Кривляясь в судорогах жалких,
Танцуют слуги сатаны.
Сократ объяснял мне, что режиссура в основном занимается поиском стилистики картин, то есть их специфического языка. Монтаж – это подбор нужных «кинослов», необходимых для создания выбранного стиля. Одни создают образность на экране, другие предпочитают реальность. Реальность картины обусловлена географией, единством места и действия, поступками героев в соответствии с логикой сюжета. Параллельный монтаж – это чередование планов, создающее одновременность двух действий, разделенных в пространстве. Ускоренное действие – иллюзия укороченности времени с помощью все более и более коротких планов, замедленное же – полученное посредством длинных, непрерывных, повторяющихся кадров, как бы растягивающих реальное течение времени. И, наконец, ассоциативный, образный монтаж – самый сложный и алогичный с точки зрения здравого смысла. В нем главное – усиленное значение одного кадра путем его сопоставления с другим кадром. Смысл возникает в сознании зрителя как результат монтажной ассоциации. К примеру, сняв крупный план девушки, узнавшей об измене любимого человека, можно склеить его с кадрами бушующей природы, таким образом донеся до зрителей, какие страсти кипят сейчас в ее душе. Или поставить сцену, где мужчина, клятвенно заверяющий в своих чувствах женщину, тем не менее оставляет ее более чем равнодушной – каменно непреклонной. Но в следующем кадре мы видим ее утром в кровати, задумчиво рассматривающую в зеркале оставшийся на шее след от страстного поцелуя.
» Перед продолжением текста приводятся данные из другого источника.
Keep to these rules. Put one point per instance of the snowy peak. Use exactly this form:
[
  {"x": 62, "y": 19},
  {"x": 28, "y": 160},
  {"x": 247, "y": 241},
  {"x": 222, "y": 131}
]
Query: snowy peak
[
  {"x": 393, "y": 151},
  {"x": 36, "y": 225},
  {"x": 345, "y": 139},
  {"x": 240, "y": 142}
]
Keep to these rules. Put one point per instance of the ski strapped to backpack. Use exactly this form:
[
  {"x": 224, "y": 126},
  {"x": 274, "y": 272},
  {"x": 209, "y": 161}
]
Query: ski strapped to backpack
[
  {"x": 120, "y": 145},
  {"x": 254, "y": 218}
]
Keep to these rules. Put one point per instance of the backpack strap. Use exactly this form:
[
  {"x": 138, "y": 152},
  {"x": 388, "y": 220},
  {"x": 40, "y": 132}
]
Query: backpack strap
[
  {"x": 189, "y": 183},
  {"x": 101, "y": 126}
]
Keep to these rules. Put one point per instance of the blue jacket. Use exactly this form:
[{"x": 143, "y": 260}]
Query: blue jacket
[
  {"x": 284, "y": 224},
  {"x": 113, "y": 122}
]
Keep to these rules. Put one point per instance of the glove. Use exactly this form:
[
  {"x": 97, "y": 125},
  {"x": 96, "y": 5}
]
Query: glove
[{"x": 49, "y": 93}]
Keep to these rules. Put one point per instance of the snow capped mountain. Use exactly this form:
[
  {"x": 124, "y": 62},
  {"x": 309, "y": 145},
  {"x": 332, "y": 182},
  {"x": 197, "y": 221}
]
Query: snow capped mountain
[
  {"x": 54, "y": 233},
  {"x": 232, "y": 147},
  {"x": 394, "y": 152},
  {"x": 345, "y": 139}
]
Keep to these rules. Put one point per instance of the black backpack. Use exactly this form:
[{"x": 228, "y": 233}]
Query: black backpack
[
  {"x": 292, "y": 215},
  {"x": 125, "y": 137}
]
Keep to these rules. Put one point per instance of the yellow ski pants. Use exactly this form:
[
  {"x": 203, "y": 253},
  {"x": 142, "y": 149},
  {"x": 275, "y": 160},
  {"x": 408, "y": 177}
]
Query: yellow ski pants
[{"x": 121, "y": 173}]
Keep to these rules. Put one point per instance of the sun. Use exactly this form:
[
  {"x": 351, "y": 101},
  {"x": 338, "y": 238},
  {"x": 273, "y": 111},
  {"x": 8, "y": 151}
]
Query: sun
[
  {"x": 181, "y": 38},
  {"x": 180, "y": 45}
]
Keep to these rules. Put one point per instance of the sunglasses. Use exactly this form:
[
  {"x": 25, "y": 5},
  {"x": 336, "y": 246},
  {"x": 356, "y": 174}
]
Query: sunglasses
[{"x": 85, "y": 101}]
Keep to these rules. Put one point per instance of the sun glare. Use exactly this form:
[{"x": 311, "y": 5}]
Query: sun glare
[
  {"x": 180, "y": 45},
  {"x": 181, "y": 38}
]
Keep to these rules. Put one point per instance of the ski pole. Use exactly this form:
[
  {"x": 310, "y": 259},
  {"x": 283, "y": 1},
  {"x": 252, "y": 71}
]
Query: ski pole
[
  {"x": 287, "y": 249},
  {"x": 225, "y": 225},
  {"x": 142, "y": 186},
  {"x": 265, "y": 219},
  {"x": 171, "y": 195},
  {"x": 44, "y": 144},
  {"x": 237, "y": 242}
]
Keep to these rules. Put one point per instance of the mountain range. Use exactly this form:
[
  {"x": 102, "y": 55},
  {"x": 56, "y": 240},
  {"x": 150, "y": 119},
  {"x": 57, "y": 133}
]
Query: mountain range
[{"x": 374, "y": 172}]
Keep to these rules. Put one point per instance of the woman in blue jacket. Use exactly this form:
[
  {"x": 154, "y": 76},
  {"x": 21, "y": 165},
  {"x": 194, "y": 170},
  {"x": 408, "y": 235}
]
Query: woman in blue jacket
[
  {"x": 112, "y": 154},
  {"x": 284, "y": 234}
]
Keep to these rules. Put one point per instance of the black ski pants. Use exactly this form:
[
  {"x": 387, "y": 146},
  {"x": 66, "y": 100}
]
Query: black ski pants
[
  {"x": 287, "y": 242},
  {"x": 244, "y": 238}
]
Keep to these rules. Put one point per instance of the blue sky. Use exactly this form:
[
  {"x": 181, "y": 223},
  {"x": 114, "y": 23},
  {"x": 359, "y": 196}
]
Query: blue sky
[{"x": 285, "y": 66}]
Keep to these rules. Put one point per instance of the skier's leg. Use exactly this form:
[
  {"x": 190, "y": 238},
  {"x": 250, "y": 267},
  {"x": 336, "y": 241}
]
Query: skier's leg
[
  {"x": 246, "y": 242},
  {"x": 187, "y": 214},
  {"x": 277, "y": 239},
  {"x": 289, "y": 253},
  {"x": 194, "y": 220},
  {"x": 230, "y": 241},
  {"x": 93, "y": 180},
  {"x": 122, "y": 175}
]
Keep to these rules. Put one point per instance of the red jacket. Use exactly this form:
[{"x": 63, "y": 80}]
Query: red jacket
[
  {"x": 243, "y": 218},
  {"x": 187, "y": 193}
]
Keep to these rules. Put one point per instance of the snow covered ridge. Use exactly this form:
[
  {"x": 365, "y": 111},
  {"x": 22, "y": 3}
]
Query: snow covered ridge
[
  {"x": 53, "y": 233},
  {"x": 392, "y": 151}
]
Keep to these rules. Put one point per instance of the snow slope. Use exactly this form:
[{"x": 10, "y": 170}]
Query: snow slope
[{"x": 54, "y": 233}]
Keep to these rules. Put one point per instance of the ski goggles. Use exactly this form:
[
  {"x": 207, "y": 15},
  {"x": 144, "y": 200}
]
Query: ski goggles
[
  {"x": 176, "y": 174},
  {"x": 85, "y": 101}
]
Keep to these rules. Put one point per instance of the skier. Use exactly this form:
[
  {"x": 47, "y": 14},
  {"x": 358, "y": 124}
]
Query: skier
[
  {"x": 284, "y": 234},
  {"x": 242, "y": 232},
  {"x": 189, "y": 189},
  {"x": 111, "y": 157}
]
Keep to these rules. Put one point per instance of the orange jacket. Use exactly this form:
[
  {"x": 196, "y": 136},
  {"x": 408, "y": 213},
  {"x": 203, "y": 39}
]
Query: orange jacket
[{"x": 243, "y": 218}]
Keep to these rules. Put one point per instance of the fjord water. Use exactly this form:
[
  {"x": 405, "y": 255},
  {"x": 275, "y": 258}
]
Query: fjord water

– А ваш фильм, он образный? – спросил я.
– Он – никакой!
– ???
– Между нами, – улыбнулся мне Сократ, сопя своей трубкой. – Фильм мой – полная херня!
– Зачем же вы его снимаете? – удивился я.
– Ну, хотя бы затем, чтобы вместо партийных собраний и сбора урожая зрители увидели на экране девушку с идеальной фигурой и красиво сложенного парня. Если выкинуть из сценария бред эрудита, вышло бы даже очень ничего.
– Так вам сценарий тоже не нравится?
– Естественно, – захохотал он. – Кому он может нравиться. Лишь начальству, да и то потому, что идеологически стерилен.
– Но почему вы взялись за него?
– Потому что в кино есть принцип: дают – бери. Иначе уже вообще ничего не предложат.
Глава 4
[1] Известные советские кинорежиссеры и педагоги.